Hanna and I watched Miracle on 34th Street over the weekend — the proper 1947 version, of course! — and it was interesting to consider some of the adult characters and their storylines in what is on its surface billed as a feel-good children’s story about wish fulfillment and belief and hope and goodwill during the holidays.
In the twenty minutes before the workday begins, here are some “history hat” observations…
- Susan Walker (the precocious child protagonist) is the daughter of a fairly high-powered career woman, Doris Walker (played by Maureen O’Hara) who works at Macy’s in a capacity that is never fully articulated but is high enough up in the management structure that she has the power to hire and fire staff. She also has a fairly spacious office of her own, and is in direct communication with Mr. Macy.
- In addition to being a Macy’s executive, Doris is a single mother, who was divorced from Susan’s father prior to the start of the narrative. The divorce is only passingly mentioned, and its made clear that Doris is relieved to be rid of the ex and in no hurry to pursue a new relationship.
- As a single mother with a career, Doris makes enough money to live in a Manhattan apartment and have hired help (see next point below). The apartment is swanky enough to be on the parade route, and Doris’ colleagues make a crack about her living “downtown.” There are some great scenes during the first half of the film that turn around apartment living and Susan’s relationship with others in their building.

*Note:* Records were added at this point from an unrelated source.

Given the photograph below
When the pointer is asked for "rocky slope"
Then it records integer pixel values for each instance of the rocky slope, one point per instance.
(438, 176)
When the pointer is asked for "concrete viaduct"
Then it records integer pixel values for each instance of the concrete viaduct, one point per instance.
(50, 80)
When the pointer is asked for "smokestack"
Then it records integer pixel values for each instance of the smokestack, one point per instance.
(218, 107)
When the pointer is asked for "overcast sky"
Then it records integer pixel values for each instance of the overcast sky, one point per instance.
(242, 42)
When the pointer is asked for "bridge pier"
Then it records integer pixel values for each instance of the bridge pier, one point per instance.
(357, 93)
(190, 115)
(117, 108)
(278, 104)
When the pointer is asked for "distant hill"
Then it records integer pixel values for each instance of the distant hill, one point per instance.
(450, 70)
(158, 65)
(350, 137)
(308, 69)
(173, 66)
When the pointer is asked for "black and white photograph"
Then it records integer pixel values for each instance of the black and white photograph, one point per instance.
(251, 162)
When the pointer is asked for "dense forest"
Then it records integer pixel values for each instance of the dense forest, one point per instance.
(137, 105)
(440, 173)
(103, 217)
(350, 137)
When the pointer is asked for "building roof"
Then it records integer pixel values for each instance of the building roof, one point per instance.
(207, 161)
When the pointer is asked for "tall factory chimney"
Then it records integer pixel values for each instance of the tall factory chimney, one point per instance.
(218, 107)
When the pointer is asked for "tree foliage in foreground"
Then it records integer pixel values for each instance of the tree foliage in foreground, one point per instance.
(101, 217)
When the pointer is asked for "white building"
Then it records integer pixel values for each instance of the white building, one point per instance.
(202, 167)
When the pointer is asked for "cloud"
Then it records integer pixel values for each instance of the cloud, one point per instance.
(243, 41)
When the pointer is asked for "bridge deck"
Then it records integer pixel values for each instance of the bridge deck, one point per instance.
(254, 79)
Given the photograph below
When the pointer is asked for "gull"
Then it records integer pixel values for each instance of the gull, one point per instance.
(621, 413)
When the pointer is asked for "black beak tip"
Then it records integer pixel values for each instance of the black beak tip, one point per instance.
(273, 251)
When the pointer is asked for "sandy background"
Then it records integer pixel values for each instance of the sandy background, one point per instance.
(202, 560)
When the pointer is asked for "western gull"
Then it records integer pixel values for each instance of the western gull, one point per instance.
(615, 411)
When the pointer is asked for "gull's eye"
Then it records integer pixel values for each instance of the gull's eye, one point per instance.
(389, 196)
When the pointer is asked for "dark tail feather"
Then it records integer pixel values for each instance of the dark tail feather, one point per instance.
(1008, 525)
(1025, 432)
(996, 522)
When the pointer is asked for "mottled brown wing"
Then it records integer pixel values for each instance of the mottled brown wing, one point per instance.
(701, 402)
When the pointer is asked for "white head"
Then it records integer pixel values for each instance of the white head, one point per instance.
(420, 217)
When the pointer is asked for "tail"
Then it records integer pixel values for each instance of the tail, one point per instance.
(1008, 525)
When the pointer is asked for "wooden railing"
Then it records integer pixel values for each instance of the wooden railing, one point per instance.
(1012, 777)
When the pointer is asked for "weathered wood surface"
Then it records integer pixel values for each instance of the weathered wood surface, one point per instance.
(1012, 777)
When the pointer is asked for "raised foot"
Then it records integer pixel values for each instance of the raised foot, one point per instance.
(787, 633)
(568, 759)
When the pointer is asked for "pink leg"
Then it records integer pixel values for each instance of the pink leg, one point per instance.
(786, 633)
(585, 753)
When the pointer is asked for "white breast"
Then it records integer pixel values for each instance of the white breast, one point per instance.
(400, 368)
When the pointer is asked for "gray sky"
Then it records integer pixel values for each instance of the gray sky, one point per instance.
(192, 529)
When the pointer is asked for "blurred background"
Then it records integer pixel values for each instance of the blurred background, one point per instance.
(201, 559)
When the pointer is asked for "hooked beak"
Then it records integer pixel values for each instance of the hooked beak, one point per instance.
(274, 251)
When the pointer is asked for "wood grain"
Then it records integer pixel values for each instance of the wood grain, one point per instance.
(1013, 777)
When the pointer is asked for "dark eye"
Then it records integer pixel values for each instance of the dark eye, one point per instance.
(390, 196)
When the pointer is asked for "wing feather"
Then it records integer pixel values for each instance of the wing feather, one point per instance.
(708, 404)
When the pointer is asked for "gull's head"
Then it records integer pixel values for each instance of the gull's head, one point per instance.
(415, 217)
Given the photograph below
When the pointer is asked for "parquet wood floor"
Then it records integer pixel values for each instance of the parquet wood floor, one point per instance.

- I couldn’t help but notice that there’s only one African-American character in the film … and she’s Susan’s caretaker / the family housekeeper.
- Despite the urban lifestyle of Susan, Doris, and their neighbor Fred (a junior partner in a law firm), the narrative pushes them toward the suburban family ideal through Susan’s Christmas wish for a house with a backyard and a swing; God forbid you raise a child in the city! Given that Doris and Fred have seemed fairly happy with their adjacent apartments and work lives up to the final minutes of the film, the ending is forced — and shouldn’t actually eclipse what the narrative is doing before then to tell a story about potential family configurations in mid-century America.
- Doris’ main sin in the narrative is her insistence that Susan be raised without cultivation of her imagination or a rich fantasy life; she finds fantasy harmful (has clearly been burned by it herself) and expects the other adults in the story to comply with her parenting decisions. There’s a great scene where she tells Fred off for going against her parenting choices in taking Susan to meet Santa at the department store; she expects her authority in these matters to be respected.
- Susan goes to a “progressive” school, she tells Kris Kringle: One can’t help but think of C.S. Lewis’ Eustace Clarence Scrubb who also went to an experimental school (of which Lewis was notoriously judgy) and suffered from a lack of imagination. I wonder what this fear of skeptical children by the mid-Century Anglo-American world has to say about larger patterns of parenting and family life?
- Throughout the story there are lots of male workers and professionals (psychologists, judges, lawyers, executives) who are undercut in their authority by the emotional landscape of childhood and family life … their children and wives stop speaking to them or make fools of them in public around the question of Santa’s existence.
- At the same time, corporate power and materialism is, ultimately, one of the underlying themes of the film: What Susan wants, and what makes people happy, within the narrative is the acquisition of things. Susan’s desire could be understood more metaphorically as a desire for childhood (a rich fantasy life, parents who have time and space to parent) … but rather than address those desires within an urban landscape, the solution in the film is to transport the family unit out of its modern urban setting and unfamiliar configuration and into the suburban domesticity that in 1947 American corporate and political power was extremely eager to push (upon the “right” people at least).
… and now I have to go prepare for a meeting, so I’ll leave it there. I’d love to hear your thoughts on this or other classic Christmas films you’ve (re)watched this season! What struck you about them? What endures?